Zingal, AA muhabirine yaptığı hukuksal değerlendirmede, Untere Werner Caddesi'ndeki Genç ailesinin evini 29 yıl önce kundaklayarak 5 masum insanı öldüren 4 ırkçının aldığı cezayı ve olayın hukuki boyutunu anlattı.
Görülen dava sonucunda mahkemenin 4 faili ayrı ayrı cezalara çarptırdığını belirten Zingal, "23 yaşındaki bir fail 5 cinayet ve 14 cinayete teşebbüs suçundan, 15 yıl hapis cezasına çarptırıldı. Diğer üç fail ise suçu işlediklerinde 18 yaşından küçük oldukları için 10'ar yıl hapis cezası aldı. Bunlardan ikisi iyi halden dolayı ceza indirimi alarak erken tahliye edildi. Tüm failler hapisten çıktı ve aramızda dolaşıyorlar." dedi.
- "Cezaların yetersiz olduğu kanaati oluştu"
Zingal, şöyle devam etti:
"İşlenen suçun büyüklüğü karşısında çoğu insanda cezaların yetersiz olduğu kanaati oluştu. Üç fail yetişkin olmadığı için düşük ceza aldı, burada yargıyı eleştirmek belki doğru olmayabilir ancak ilk fail yetişkin olduğu için daha ağır bir cezaya çarptırılabilirdi. O saldırıda Genç ailesinin 5 ferdi yaşamını yitirdi, diğerleri de yitirebilirdi. Bu korkunç ırkçı saldırının bedeli sadece 15 yıl olmamalı, mahkemenin daha ağır bir ceza vermesi gerektiği kanaatindeyim. Ayrıca bu yargılamada hukuk süreci daha şeffaf yürütülmeliydi ve kamuoyu yeterince bilgilendirilmeliydi. Bazı insanlarda bu davanın örtbas edilmeye çalışıldığı algısı oluştu.

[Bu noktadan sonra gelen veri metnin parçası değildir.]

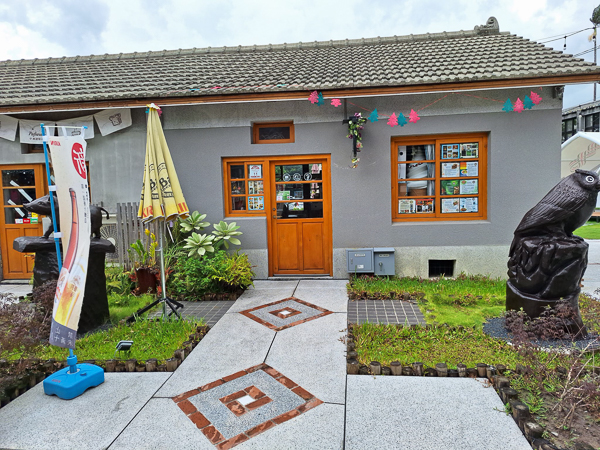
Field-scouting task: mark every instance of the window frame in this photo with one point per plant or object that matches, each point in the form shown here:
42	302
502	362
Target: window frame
256	127
437	141
246	161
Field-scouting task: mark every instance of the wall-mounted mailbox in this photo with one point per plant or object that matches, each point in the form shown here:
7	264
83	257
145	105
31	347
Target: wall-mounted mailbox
360	260
384	261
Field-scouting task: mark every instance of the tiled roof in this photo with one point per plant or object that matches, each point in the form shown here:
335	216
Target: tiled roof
483	54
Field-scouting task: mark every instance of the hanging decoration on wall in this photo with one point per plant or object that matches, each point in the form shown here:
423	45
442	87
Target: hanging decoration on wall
413	116
507	106
518	105
373	117
393	121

İki fail aldıkları cezayı tam olarak çekmeden, iyi halden dolayı erken tahliye edildi. Netice itibarıyla tüm failler şu anda serbest ve hayatlarını istedikleri gibi yaşayabiliyorlar ve aramızdalar. İnsanlar tabii ki geçmişte yaptıklarından pişman olabilirler ancak diğer yandan burada 5 masum insanın ölümünden bahsediyoruz ve bu insanlar bir daha dünyada hür bir şekilde gezemeyecekler. Bu insanlar hafızamızda kaldılar, kalbimizdeler ve unutulmuyorlar. Bu durum adaletin yerini bulmadığı kanaati oluşturuyor. Acıların en büyüğünü yaşayan Mevlüde (Genç) annemiz örnek bir tavır sergiledi. Kendisi kin ve şiddet söylemleri yerine hep sevgi ve saygıdan bahsetti ve hala bahsediyor. Bu kesinlikle bir erdemliktir bir büyüklüktür. Bunu herkes yapamaz. Bu büyük ırkçı cinayetleri işleyenler şu anda serbest. Bu elbette adalete güven noktasındaki duyguları zedeliyor."
Irkçı saldırılarda medya ve siyasilerin
rolü
Solingen, Mölln ve Hanua'da yaşanan ırkçı cinayetlerin önüne
geçebilmek için çok boyutlu ve uzun soluklu stratejilere ihtiyaç
olduğunu savunan Zingal, "Bu tür cinayetler bugünden yarına
oluşmuyor. İnsanlar bu noktaya gelene kadar çeşitli süreçler
yaşıyorlar, bu süreci körükleyen unsurlar var. Türk ve Müslümanlar
medya tarafından korkunç ve kötü gösteriliyor. Bunları izleyen ya
da okuyan Alman kitlesi de olumsuz etkileniyor, yabancılara,
Türklere ve Müslümanlara karşı kin beslemeye başlıyor. Bu kin ve
nefret zamanla büyüyor, söyleme dönüşüyor, daha sonra bu söylemler
eylem oluyor ve bu tür cinayetler işleniyor." diye konuştu.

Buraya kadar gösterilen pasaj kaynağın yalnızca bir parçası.